Post-treatment microbiological analysis showed complete elimination of dermatophyte infection. The presence of normal skin flora indicated restoration of a healthy skin microbiome. Photographic documentation demonstrated progressive clinical improvement (Figures 4–6). The patient showed excellent tolerance to the treatment with no adverse local or systemic reactions and no evidence of pain or discomfort. By day 30 after the beginning of the 12-day treatment course, dermatophyte infection was no longer detectable. No further evidence of recurrence or infection at any other site was noted.

Figure 4

Figure 4. PostTreatment_Lateral.

Figure 5

Figure 5. PostTreatment_Frontal.

Figure 6

Figure 6. PostTreatment_Oblique.

This single case study presents several important limitations that must be considered when interpreting the results. The sample size of N = 1 provides no statistical power for efficacy determination and cannot establish population-wide treatment effects, while individual variations in treatment response remain unknown and no possibility exists to identify predictive factors for treatment success. The first findings from this case requiring validation through adequately powered, randomized controlled trials with diverse equine populations and extended follow-up periods.

4 Discussion

This case demonstrates superior treatment outcomes compared to conventional antifungal therapy. While traditional topical and systemic antifungals typically require 4–8 weeks for complete resolution, CAP-A achieved clinical and microbiological cure within 12 days, representing a 75% reduction in treatment duration. The complete absence of recurrence during follow-up contrasts with reported recurrence rates of 15–30% for conventional therapies. Unlike systemic antifungals that carry risks of gastrointestinal upset and hepatotoxicity, CAP-A demonstrated no adverse effects while maintaining excellent patient compliance due to its non-invasive, pain-free application.
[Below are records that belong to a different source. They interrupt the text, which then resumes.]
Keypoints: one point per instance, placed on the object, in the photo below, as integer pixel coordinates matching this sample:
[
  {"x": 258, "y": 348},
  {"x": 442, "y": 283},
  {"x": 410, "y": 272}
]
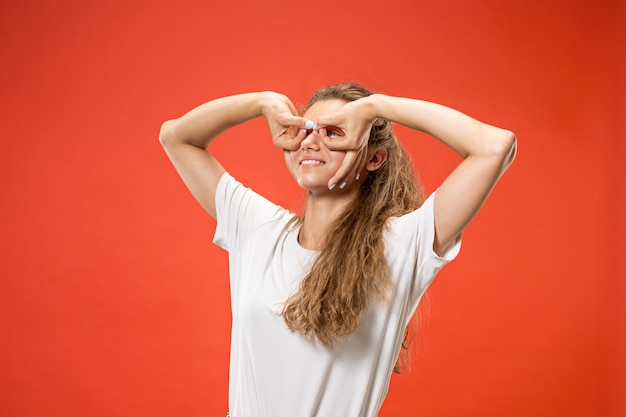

Cost analysis reveals that CAP-A treatment represents an economically viable alternative to conventional dermatophyte therapy. When considering total treatment costs including veterinary visits, medication expenses, and potential retreatment requirements, CAP-A demonstrates comparable overall costs to traditional antifungal approaches. The shortened treatment duration reduces veterinary visits and monitoring appointments, while higher success rates lower the likelihood of treatment failure requiring alternative therapies. The elimination of systemic medication monitoring removes blood work and hepatic function testing costs, while the simplified treatment protocol reduces labor and handling time.

Zoophilic Trichophyton species include Trichophyton equinum, T. bullosum, members of the T. mentagrophytes complex, T. simii, and T. verrucosum. These organisms are opportunistic pathogens and most have some zoonotic implications. The most common form occurring in European horses is T. equinum var. equinum (1–3).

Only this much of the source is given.